In theory, the Supreme Court’s profoundly plutocratic ruling in Citizens United v. FEC upends a century of campaign finance reform and overturns dozens of state laws. But in practice , since corporations are loath to alienate customers and shareholders with political attack ads, the decision may have scant effect on election outcomes.
So what’s the big deal then? For many of us on the left, what is most troubling about Citizens United -apart, of course, from its anti-democratic spirit and dubious legal justification -is that it reveals just how aggressively the Republican justices are willing to tear into decades-old precedent to pursue their own reactionary agenda, once they’ve got that crucial fifth vote. Reproductive rights advocates have begun sounding the alarm , arguing that this bold move does not bode well for Roe v. Wade . Like campaign finance reform, abortion has been a longtime bête noire of conservatives. With Kennedy firmly in their pack, some analysts say, Roberts and company will finally be free to deal the fatal blow to abortion rights by eviscerating Roe and its progeny.

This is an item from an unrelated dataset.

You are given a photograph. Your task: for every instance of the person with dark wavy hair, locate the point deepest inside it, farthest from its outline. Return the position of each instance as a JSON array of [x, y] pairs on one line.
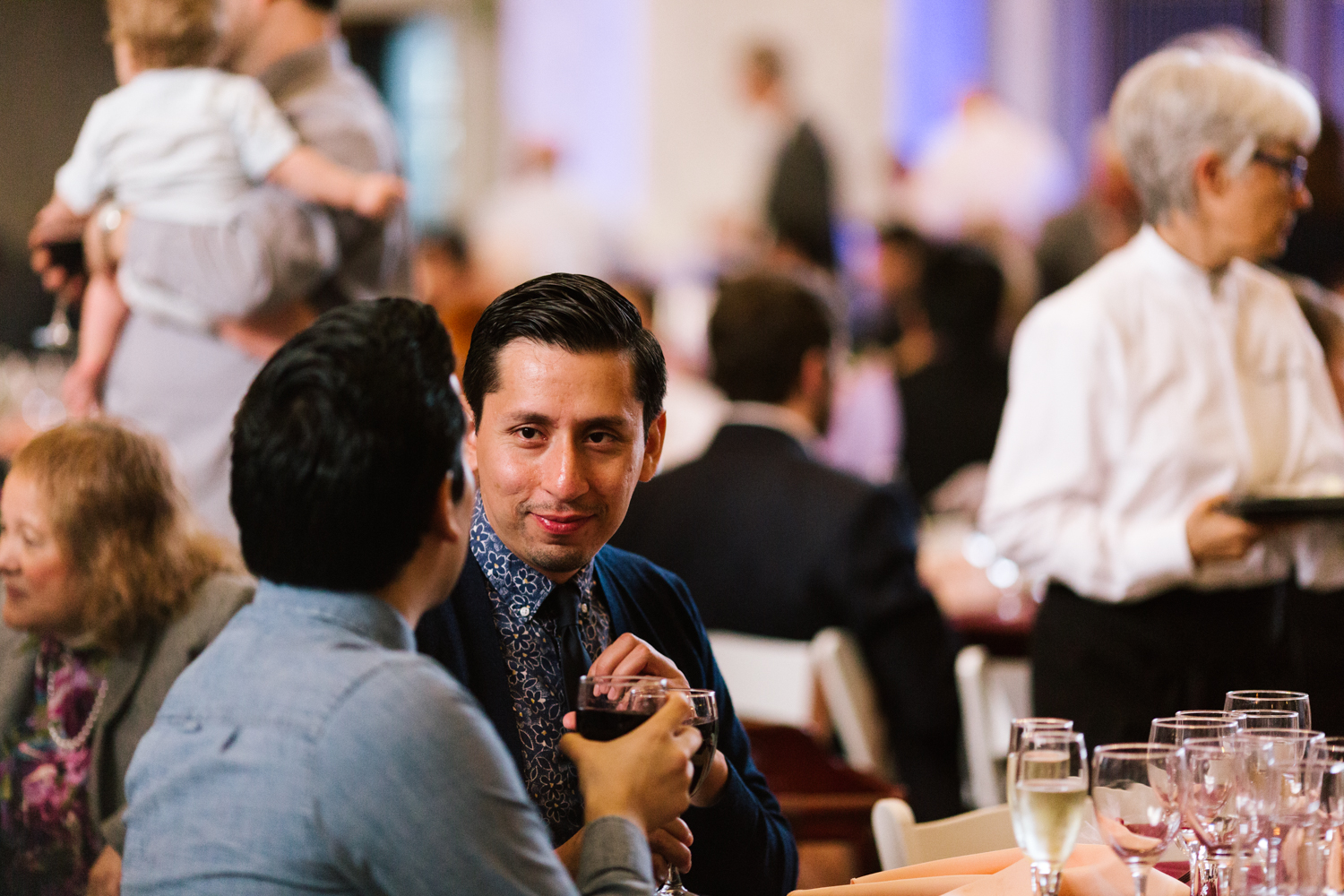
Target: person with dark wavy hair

I’m not so sure. With a few notorious exceptions, the Roberts Court has tread lightly on high-profile cases, narrowly interpreting the law to avoid important constitutional questions. While some ascribe this trend to Roberts’ feigned “umpire”-style minimalism, it may well be that Roberts et al. simply haven’t had enough votes to advance their ultraconservative jurisprudence. In Citizens United , lawyers shrewdly spun the issue as one of censorship, a clever overture to “swing” Justice Kennedy and his known soft spot for free speech . Thus far, however, Kennedy has given court watchers no indication that he is likely to supply abortion foes with that crucial fifth vote. He is, after all, one of the authors of Planned Parenthood v. Casey , the 1992 decision that kept the core of Roe intact.